Jerusalem strike fills streets with garbage

Municipal standoff with Finance Ministry to expand to schools today with two-hour delay.

Garbage in Jerusalem (photo credit: MARC ISRAEL SELLEM)
Garbage in Jerusalem
(photo credit: MARC ISRAEL SELLEM)
A strike began Sunday morning in Jerusalem over the city’s basic municipal services, including garbage collection, street cleaning and municipal offices. It is expected to expand to city-run schools beginning on Monday for two hours and include after-school programs.
There will also be protests around the city.
Jerusalem Mayor Nir Barkat issued an ultimatum to Finance Minister Moshe Kahlon last Thursday over funding for the city’s needs. Barkat is demanding the treasury give special grants to Jerusalem.
Beginning Sunday, garbage was not collected, there was no public reception at city hall departments and no answers to calls to the 106 call center. Psychological services for children were halted as well as those involving street cleaners, city clerks and tax administrators.
Additionally, social services and the construction and business permits sections were closed. As long as there is no solution to this situation, the city has no approved budget for 2017, and hence, according to the law, it is forbidden to introduce any change to City Hall’s functions of last year. That means new employees cannot be hired, tenders are frozen, projects are stopped, and new projects cannot be not submitted.
Financially, without an approved budget, the city is working on the basis of 1/12 – meaning on the basis of last year’s budget, and even such an arrangement is allowed only until the end of March 2017. If after that, here is still no solution and no approved budget, the City Council will likely be dismissed and elections will be held.
This situation is the result of an ongoing struggle between Barkat and Kahlon (Kulanu).
The finance minister has the exclusive power in this government to decide on financial issues, including on the approval of city council budgets.
All sides agree that Jerusalem, being the largest but also the poorest city in the country, needs a special budget, adjusted for residents’ incomes (such as municipal taxes).
For the second consecutive year, Barkat and Kahlon have failed to reach an agreement regarding the sum of the special grant and now regarding the payment arrangements.

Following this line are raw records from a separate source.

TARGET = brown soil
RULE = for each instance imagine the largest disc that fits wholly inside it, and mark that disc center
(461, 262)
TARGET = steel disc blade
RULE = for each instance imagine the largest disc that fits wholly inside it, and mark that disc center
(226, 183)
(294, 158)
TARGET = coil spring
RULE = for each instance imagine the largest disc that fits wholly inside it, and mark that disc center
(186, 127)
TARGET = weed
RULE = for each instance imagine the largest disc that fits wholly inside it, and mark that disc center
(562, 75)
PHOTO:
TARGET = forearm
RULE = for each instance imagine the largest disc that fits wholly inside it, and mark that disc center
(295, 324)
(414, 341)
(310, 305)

Barkat has demanded the city receive the entire sum directly from the Treasury, and not from the respective ministries involved – such as the Welfare and Education ministries. But now even the general sum of the grants – the Capital Grant and the Municipality balance Grant – has been the subject of disagreement.

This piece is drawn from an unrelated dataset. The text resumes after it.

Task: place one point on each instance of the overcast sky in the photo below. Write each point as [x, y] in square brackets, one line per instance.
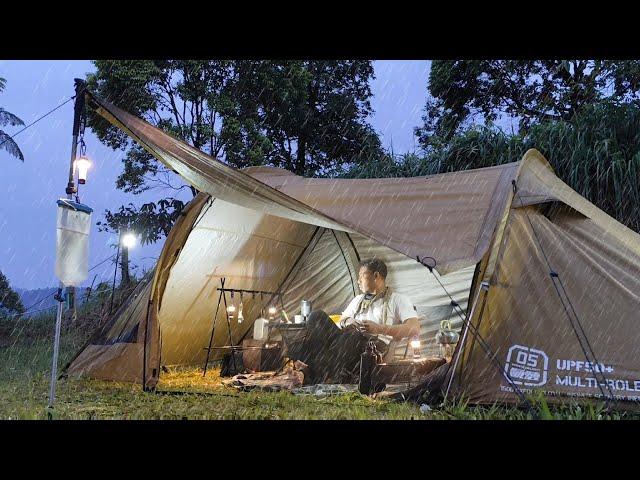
[27, 209]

Barkat, speaking at a protest outside the Finance Ministry’s offices on Sunday morning – surrounded by almost all of his coalition members and hundreds of city employees – declared that “there will be no limitations to the strike and that he would never let Jerusalem and its residents down.”
In response, a spokesman from the Treasury told The Jerusalem Post that the government provides “billions of shekels to the city of Jerusalem,” and cited a new development project for the city that will cost NIS 2.5 billion. He added that NIS 500 million was allocated during 2016 to increase the capacity of municipal departments.
According to the spokesperson, the Treasury has already approved NIS 329m. for the 2017-18 fiscal year, and an NIS 200m. has been allocated to other ministries.
As a result, the spokesman said, “the strike seems peculiar.”